On se retrouve dans des canaux d’eau, et à un moment, en concurrence avec un autre canot, je me crois dans les Everglades, comme dans un film de James Bond. On croise des maisons de pêcheurs et je retrouve les mangroves, si caractéristiques des pays tropicaux, comme au Nordeste du Brésil, où j’ai jadis séjourné. Gerardo me rappelle leur intérêt écologique: outre le fait qu’elles peuvent amortir les crues de la mer, beaucoup de poissons se reproduisent dans leurs racines à l’abri des oiseaux. Gerardo me confie: « je « mastique » un peu le chontal… ». Il n’est pas très bavard mais répond à toutes mes questions sur la faune avec précision, et il en rajoute même sur la flore: j’apprends que la « palme ronde » -dont on fait les toits de maisons- ne doit pas être coupée pendant la pleine lune car c’est le moment où la sève est dans toute la plante (et donc elle met plus de temps à sécher).
Coté oiseaux (un des buts de la visite) il y en a, bien sur, mais la majorité sont connus, pas de découverte véritable, à part peut-être le « carga huesos », une sorte d’aigle (aussi appelé « Caracara ») assez proche par sa silhouette et sa taille, des vautours qu’on voit partout mais dont la particularité est -selon Gerardo- qu’il lâche ses proies de haut, pour mieux en casser les os. A part lui, nombre hérons « verts », gris, bleus, nocturnes-à col clair, la jacana, des iguanes, très oranges (selon Gerardo c’est leur période de reproduction et le mâle prend cette couleur pour se mettre en valeur) et des crocodiles de l’espèce Moreleti.
Puis, on visite le 3 brazos, ou lieu où se rejoignent trois fleuves, ou trois « bras », et Gerardo m’éclaire sur les noms : hormis les deux connus, (Usumacinta et Grijalva) le troisième est appelé « San Pedro », mais était anciennement appelé « deposito », (dépôt) car, étant le seul à ne pas être envahi par l’eau salée c’était celui que les exploitants de bois utilisaient pour amener les troncs de bois précieux, comme l’acajou, vers le golfe du Mexique. Cela a d’ailleurs valu à la ville de Frontera de devenir importante à la fin du XIXème siècle.
De retour en ville, je fais un arrêt pour me sustenter à la « Fonda Mary », dans le marché, avec vue en terrasse sur le port et un superbe coucher de soleil sur le fleuve. Cela complète et termine cette première journée très réussie.

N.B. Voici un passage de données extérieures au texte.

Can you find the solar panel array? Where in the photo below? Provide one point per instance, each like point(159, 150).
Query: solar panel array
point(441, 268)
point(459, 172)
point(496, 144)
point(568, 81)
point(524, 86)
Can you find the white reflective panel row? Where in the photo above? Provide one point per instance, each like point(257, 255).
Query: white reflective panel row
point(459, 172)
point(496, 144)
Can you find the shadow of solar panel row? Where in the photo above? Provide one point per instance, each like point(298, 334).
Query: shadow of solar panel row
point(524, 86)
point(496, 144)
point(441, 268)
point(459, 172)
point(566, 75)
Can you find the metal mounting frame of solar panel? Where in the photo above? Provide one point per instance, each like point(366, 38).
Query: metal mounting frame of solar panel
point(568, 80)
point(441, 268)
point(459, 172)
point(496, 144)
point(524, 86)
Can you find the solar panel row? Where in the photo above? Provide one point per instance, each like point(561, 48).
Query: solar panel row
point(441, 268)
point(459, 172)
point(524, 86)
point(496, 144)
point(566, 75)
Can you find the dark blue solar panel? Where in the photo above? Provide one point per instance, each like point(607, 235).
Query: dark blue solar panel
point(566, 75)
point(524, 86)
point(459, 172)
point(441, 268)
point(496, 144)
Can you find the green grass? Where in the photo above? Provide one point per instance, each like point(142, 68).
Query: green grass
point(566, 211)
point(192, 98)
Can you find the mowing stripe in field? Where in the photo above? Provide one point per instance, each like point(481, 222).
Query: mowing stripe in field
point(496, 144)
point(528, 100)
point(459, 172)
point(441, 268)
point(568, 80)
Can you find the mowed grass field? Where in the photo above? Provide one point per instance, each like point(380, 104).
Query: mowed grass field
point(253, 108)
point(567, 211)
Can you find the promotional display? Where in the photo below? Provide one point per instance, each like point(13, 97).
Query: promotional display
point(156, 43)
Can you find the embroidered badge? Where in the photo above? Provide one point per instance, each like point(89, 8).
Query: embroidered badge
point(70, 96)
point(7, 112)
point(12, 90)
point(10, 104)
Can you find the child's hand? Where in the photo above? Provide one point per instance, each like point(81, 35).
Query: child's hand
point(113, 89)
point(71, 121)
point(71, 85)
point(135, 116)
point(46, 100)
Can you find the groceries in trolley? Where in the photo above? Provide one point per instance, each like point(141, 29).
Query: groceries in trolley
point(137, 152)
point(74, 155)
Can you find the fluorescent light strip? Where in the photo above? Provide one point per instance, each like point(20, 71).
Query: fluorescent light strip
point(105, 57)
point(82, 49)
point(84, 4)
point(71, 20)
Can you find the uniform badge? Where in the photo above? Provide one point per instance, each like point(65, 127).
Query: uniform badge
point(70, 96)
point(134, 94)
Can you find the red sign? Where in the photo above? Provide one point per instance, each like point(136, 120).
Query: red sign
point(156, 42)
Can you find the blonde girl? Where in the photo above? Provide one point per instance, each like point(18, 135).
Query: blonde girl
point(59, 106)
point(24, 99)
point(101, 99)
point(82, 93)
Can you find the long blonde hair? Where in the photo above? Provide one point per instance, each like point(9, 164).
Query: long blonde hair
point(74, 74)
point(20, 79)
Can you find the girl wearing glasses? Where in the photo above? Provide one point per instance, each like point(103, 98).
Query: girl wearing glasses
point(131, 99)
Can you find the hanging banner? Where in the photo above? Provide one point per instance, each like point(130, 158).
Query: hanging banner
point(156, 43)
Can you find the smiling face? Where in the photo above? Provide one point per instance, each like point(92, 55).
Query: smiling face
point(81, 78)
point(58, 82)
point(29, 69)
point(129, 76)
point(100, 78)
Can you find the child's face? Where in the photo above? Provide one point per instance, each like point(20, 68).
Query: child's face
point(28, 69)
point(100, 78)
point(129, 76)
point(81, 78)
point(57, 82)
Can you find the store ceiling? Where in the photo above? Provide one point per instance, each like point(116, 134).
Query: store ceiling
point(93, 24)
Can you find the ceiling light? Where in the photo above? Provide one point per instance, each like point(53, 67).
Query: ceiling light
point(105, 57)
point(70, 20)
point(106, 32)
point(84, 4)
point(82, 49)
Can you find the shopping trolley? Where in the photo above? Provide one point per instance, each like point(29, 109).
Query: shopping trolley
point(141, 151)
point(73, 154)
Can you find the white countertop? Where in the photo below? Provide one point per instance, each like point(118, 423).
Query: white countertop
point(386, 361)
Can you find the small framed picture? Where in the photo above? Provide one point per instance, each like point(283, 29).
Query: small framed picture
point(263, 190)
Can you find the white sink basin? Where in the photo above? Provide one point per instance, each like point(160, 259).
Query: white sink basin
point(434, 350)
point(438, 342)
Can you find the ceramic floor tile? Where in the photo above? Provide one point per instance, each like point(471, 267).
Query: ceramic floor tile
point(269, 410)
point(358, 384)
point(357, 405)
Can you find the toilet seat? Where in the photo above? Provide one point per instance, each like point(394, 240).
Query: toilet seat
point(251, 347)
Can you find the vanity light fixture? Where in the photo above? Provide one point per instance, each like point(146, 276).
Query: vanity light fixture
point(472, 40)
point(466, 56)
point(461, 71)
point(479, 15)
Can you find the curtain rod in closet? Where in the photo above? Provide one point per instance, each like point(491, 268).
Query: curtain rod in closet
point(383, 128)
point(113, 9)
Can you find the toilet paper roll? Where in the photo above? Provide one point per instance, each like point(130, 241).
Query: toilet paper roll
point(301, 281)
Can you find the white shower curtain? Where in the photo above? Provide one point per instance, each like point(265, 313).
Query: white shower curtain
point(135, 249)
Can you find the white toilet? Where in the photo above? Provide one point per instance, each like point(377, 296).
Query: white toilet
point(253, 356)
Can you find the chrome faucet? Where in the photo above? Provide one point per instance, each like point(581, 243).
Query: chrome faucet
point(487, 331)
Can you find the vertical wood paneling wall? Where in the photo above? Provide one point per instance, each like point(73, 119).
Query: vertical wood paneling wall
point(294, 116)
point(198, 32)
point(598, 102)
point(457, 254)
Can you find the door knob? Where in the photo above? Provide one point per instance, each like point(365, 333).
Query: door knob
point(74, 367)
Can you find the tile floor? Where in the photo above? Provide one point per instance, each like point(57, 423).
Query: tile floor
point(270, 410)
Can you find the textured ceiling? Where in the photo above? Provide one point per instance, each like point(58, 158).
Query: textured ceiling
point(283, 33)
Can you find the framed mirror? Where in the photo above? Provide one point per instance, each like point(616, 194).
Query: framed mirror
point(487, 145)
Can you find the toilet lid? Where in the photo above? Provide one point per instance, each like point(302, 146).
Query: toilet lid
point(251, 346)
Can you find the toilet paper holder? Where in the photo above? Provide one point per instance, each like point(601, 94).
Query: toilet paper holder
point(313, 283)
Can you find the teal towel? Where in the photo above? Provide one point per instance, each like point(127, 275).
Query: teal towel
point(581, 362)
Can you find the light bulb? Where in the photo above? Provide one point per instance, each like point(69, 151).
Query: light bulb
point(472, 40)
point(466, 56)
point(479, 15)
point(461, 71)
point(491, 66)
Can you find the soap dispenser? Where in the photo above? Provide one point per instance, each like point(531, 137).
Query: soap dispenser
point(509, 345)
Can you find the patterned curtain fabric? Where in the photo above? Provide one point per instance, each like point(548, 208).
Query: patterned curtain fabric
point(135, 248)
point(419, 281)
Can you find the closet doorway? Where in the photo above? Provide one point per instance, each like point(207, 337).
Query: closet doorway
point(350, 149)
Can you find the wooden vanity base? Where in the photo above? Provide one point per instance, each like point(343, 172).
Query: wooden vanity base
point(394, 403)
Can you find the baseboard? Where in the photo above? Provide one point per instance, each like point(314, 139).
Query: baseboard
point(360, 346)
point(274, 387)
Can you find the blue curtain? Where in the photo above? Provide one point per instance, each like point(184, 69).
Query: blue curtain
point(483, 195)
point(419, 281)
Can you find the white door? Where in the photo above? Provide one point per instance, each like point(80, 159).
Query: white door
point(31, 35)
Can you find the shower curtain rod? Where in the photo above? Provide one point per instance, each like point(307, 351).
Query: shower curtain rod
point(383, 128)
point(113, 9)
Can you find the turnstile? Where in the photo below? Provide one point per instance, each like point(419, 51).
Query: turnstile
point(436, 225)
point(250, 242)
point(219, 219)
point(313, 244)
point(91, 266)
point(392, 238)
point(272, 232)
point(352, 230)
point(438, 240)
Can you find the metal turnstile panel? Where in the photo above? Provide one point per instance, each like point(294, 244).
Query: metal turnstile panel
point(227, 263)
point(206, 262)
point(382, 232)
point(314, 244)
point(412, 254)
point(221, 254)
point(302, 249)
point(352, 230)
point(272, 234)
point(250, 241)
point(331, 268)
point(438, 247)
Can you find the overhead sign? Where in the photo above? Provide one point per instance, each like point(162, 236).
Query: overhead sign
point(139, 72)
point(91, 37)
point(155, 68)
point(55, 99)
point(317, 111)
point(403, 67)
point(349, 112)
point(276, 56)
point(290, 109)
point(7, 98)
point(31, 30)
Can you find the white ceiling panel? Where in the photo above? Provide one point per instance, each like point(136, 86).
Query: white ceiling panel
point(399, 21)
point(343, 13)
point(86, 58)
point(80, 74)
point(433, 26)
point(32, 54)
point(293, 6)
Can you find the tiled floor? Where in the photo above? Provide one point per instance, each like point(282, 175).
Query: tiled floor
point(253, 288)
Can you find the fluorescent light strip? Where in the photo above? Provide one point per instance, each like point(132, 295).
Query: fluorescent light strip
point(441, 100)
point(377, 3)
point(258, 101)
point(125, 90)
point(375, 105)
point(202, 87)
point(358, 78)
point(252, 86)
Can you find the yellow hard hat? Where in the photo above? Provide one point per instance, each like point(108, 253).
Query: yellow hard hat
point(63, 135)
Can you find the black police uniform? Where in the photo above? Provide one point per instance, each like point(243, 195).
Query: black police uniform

Le lendemain, changement de décor prévu et départ en direction du site archéologique et de la ville de Comalcalco, (réputée pour son cacao) en imaginant un petit arrêt plage à Paraiso (paradis). A la sortie différentes peintures rappellent les soubresauts de l’histoire de la région, dont cet épisode marquant, celui de l’arrivée des espagnols. Je craque pour l’une d’elles
8h45, montée à l’arrache dans un de ces bus, qui s’arrêtent à peine quand il s’agit d’embarquer quelqu’un (encore un clin d’œil vers le Brésil) et dans lequel le chauffeur me baragouine quelque chose quand je veux le payer, à n’y rien comprendre (là pour le coup on est dépaysé…). Fenêtres ouvertes bien sûr et quand il s’arrête dans les villages et que de vrais gens, des femmes, des mamy avec leurs petits-enfants, montent, on se sent en prise avec la réalité. Tout le contraire du voyage de la veille, en direction de Frontera, dans un bus de la compagnie ADO, où c’est tout juste si on voyait quelque chose -par les fenêtres, et même à l’intérieur- les gens ne s’étant même pas donné la peine d’ouvrir les rideaux.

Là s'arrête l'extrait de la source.